Assim nasceu a farinheira, mistura de pão, azeite, farinha, alho e colorau, cuja cor alaranjada imitava a do chouriço. À distância, quem olhasse para a lareira veria fumeiros iguais aos dos vizinhos. Era o disfarce perfeito. Por dentro, porém, não havia sangue nem carne, apenas o engenho de uma comunidade que, privada da sua fé pública, fez da cozinha um território de resistência.
As regiões do Alentejo, Beira Interior e Trás-os-Montes foram as que mais conservaram essa tradição. Nas vilas de Castelo de Vide, Marvão, Belmonte e Trancoso, onde as judiarias deixaram marcas visíveis, a farinheira tornou-se presença habitual nas feiras e nas mesas. Era o símbolo da integração aparente e da fé escondida. Cada casa, cada fumeiro, repetia o gesto da sobrevivência.
Com o tempo, o segredo perdeu-se e o paladar ficou. O que começou como subterfúgio tornou-se tradição, passando da necessidade à identidade.
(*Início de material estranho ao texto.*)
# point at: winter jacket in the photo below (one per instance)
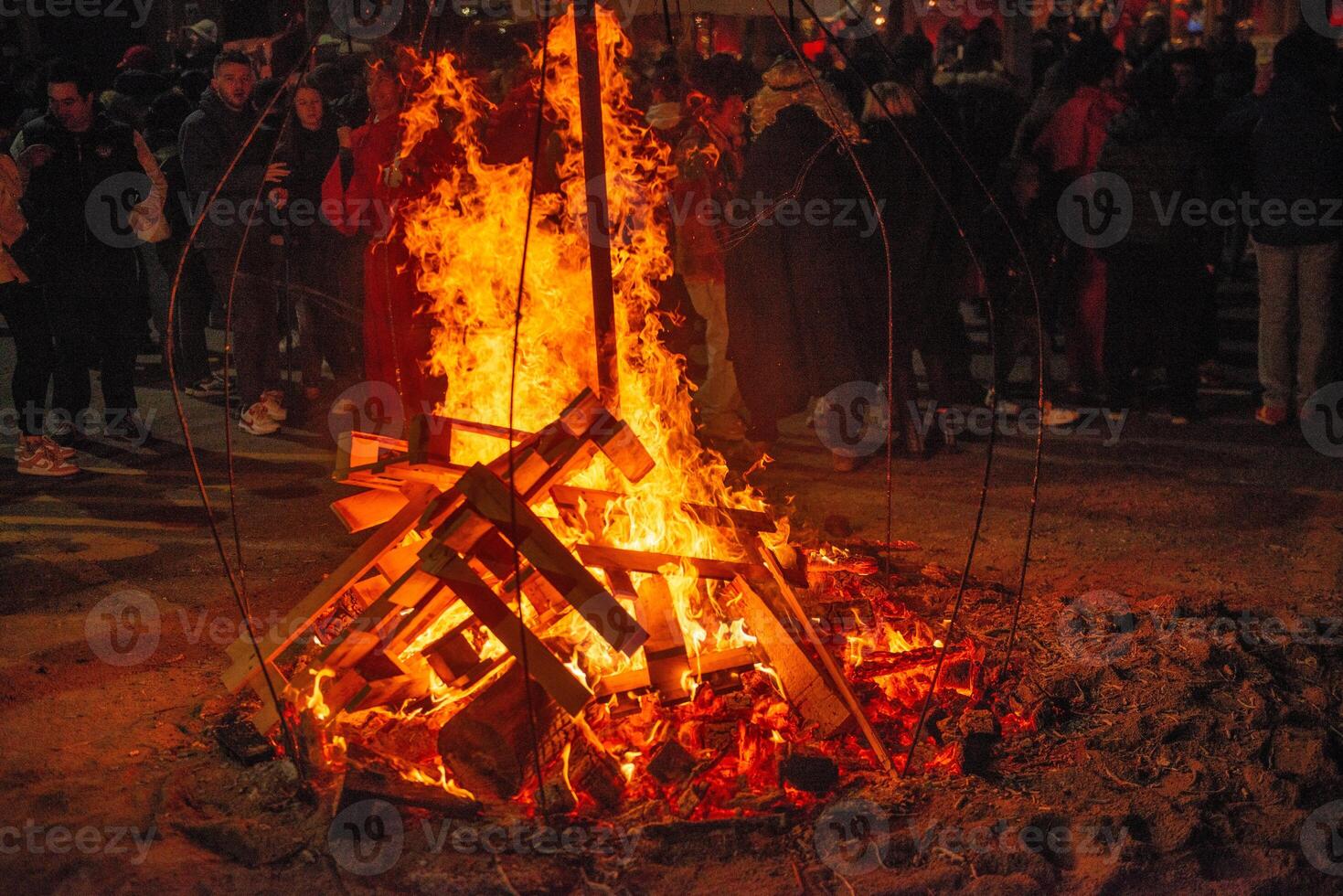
(91, 174)
(207, 143)
(1296, 151)
(1162, 157)
(12, 223)
(988, 109)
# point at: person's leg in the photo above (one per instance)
(252, 324)
(1277, 301)
(192, 314)
(1125, 285)
(70, 326)
(1182, 274)
(117, 335)
(26, 317)
(1087, 325)
(309, 343)
(719, 395)
(1316, 277)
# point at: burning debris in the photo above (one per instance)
(563, 601)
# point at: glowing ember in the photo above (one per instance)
(466, 240)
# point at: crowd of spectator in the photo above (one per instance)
(925, 163)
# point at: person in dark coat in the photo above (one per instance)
(801, 305)
(924, 183)
(1296, 143)
(209, 139)
(326, 306)
(85, 263)
(1158, 271)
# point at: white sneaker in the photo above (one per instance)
(258, 421)
(274, 402)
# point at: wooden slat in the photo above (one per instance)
(700, 666)
(665, 647)
(549, 558)
(606, 558)
(804, 684)
(543, 666)
(569, 496)
(784, 601)
(326, 592)
(368, 508)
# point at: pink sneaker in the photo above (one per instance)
(35, 457)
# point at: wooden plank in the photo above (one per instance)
(804, 684)
(361, 784)
(794, 607)
(268, 716)
(368, 508)
(606, 558)
(492, 743)
(664, 652)
(551, 559)
(544, 667)
(704, 664)
(570, 496)
(624, 450)
(245, 666)
(394, 563)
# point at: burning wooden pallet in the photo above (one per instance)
(467, 540)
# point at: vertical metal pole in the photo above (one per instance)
(599, 218)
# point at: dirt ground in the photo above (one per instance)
(1178, 649)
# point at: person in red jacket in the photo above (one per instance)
(1070, 148)
(360, 195)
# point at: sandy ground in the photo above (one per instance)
(101, 749)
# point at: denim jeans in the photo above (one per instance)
(1296, 293)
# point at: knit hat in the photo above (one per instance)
(139, 57)
(206, 30)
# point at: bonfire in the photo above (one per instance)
(567, 602)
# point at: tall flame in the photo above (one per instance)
(466, 238)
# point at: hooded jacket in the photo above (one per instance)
(91, 174)
(1297, 157)
(207, 143)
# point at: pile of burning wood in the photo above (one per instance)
(575, 610)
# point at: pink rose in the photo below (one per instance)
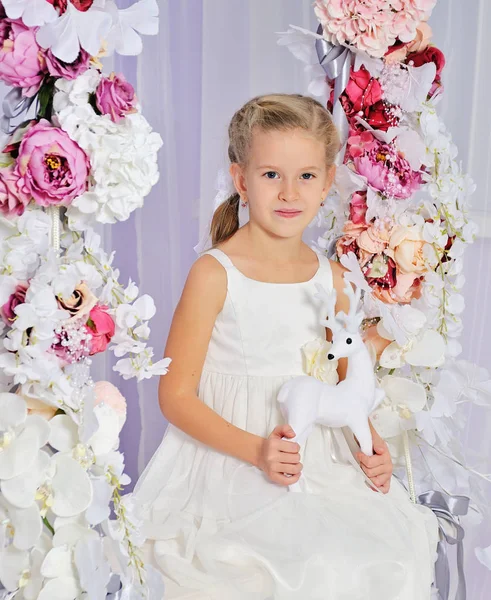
(358, 208)
(115, 97)
(7, 311)
(407, 247)
(373, 240)
(12, 198)
(431, 54)
(58, 68)
(363, 90)
(363, 97)
(21, 59)
(53, 168)
(101, 327)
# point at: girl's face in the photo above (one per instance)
(285, 180)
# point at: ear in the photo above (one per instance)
(238, 176)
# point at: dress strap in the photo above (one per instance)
(325, 267)
(222, 258)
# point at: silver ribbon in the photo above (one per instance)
(448, 508)
(336, 62)
(14, 104)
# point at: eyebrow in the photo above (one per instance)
(311, 168)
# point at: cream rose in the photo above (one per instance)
(373, 240)
(406, 247)
(80, 303)
(315, 361)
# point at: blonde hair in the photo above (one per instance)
(273, 112)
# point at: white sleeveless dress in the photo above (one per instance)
(218, 529)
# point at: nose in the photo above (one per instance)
(288, 191)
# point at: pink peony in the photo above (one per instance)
(115, 97)
(372, 26)
(13, 200)
(358, 208)
(58, 68)
(52, 167)
(387, 171)
(359, 144)
(101, 326)
(7, 311)
(22, 61)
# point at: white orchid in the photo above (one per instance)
(403, 398)
(21, 437)
(32, 12)
(128, 23)
(75, 29)
(141, 366)
(123, 158)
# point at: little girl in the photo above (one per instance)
(221, 522)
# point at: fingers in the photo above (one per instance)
(371, 462)
(292, 469)
(282, 431)
(281, 479)
(288, 447)
(376, 471)
(290, 458)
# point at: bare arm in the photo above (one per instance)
(202, 299)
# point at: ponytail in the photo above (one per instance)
(225, 220)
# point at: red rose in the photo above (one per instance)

Hoje, quando a farinheira repousa sobre o prato, grelhada, frita ou sobre o ovo escalfado de um bacalhau à Brás reinventado, poucos recordam a sua origem de silêncio e medo.
Mas talvez devêssemos lembrar. Porque cada fatia de farinheira é também um fragmento da história dos cristãos-novos, daqueles que disfarçaram o seu destino dentro de uma tripa de farinha. E se a cozinha é, como dizia Eça, a mais sincera forma de poesia popular, então a farinheira é o poema mais engenhoso que a perseguição inquisitorial inspirou em Portugal.